Linux Backup & Restore: A Practical, Step-by-Step Guide

Mastering Linux backup and restore doesnt have to be daunting—this practical, step-by-step guide walks you through the core tools, workflows, and storage choices that keep your systems resilient. Whether youre protecting a single VPS or hundreds of servers, youll learn how to pick the right backup types and ensure consistent, application-aware restores when you need them most.

Reliable backups are the backbone of any resilient Linux deployment. Whether you’re running a small business website on a single VPS or managing hundreds of servers in production, a well-designed backup and restore strategy prevents downtime, data loss, and compliance headaches. This article presents a practical, step-by-step guide to backing up and restoring Linux systems with rich technical detail—covering core tools, workflows, storage considerations, and how to choose the right approach for your environment.
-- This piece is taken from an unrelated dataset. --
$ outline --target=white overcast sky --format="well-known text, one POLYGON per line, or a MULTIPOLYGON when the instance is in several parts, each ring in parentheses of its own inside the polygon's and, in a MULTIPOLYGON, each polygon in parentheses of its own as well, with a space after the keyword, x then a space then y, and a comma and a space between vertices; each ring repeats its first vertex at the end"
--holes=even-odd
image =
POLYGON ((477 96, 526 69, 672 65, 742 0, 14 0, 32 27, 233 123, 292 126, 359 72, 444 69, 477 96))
Fundamental concepts and backup types

Before diving into tools and commands, it’s important to understand key concepts and backup types so you can choose the right approach.
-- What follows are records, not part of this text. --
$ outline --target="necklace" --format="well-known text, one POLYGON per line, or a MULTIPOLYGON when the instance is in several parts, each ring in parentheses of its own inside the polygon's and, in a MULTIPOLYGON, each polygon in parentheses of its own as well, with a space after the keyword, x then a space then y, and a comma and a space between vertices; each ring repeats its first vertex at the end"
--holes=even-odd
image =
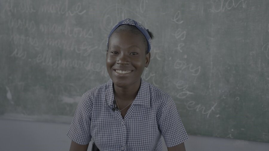
POLYGON ((119 111, 120 111, 120 114, 121 114, 121 111, 125 109, 125 108, 127 107, 128 107, 128 106, 130 105, 130 104, 132 104, 132 103, 133 103, 133 102, 134 101, 134 100, 135 99, 135 98, 134 99, 134 100, 133 100, 129 104, 128 104, 127 106, 125 107, 124 107, 124 108, 123 108, 123 109, 122 109, 121 110, 120 110, 120 107, 119 107, 119 104, 118 104, 118 102, 117 102, 117 100, 116 99, 116 96, 115 96, 115 93, 114 93, 114 98, 115 98, 115 100, 116 101, 116 103, 117 104, 117 105, 118 106, 118 108, 119 109, 119 111))

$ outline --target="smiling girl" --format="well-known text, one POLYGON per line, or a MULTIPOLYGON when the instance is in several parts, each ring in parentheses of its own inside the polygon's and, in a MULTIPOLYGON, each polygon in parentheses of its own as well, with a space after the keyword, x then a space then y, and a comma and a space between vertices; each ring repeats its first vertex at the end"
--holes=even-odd
MULTIPOLYGON (((111 79, 84 93, 68 135, 70 150, 86 151, 91 138, 100 150, 184 151, 188 139, 174 101, 141 78, 150 59, 152 33, 127 19, 108 39, 111 79)), ((96 145, 96 146, 95 146, 96 145)))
Full backup: captures an entire filesystem, disk image, or dataset. Simple but often slow and storage intensive.
Incremental backup: stores only data changed since the last full or incremental backup. Saves space and bandwidth but requires a chain of increments to restore.
Differential backup: captures changes since the last full backup. Faster restore than incremental but grows larger over time.
Image vs file-level backups: image (block-level) backups like dd or LVM snapshots copy an entire partition or disk, including metadata and boot sectors. File-level backups (tar, rsync, borg) copy files and preserve metadata like permissions and extended attributes.
Offline vs online (hot) backups: offline backups require unmounting or downtime; online backups use filesystem-aware snapshots (LVM/ZFS/Btrfs) or application-aware tools (MySQL hot backups) to capture consistent state without downtime.
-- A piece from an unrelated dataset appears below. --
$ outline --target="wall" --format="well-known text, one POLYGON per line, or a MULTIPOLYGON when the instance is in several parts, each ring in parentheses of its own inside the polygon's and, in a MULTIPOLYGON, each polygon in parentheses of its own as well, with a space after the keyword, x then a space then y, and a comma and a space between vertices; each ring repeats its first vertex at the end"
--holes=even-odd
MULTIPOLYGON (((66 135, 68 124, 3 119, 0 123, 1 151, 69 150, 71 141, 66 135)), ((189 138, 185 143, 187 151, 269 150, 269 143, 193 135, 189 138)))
Consistency and application-aware backups

For databases and transactional services, consistency matters. File-copying a live database can lead to corruption or incomplete transactions. Use application-aware utilities:

MySQL/MariaDB: mysqldump for logical backups, or Percona XtraBackup for hot, non-blocking physical backups.
PostgreSQL: pg_dump for logical dumps, pg_basebackup or filesystem snapshots combined with transaction log shipping (WAL archiving) for point-in-time recovery.
MongoDB: mongodump or filesystem snapshots; for replica sets prefer secondary nodes for backups.

Core Linux backup tools and how to use them

Below are common tools with practical usage patterns and example commands.

rsync (file-level, efficient transfers)

rsync is ideal for file-level synchronization and incremental transfers over SSH. It preserves permissions, hard links, and extended attributes when used with appropriate flags.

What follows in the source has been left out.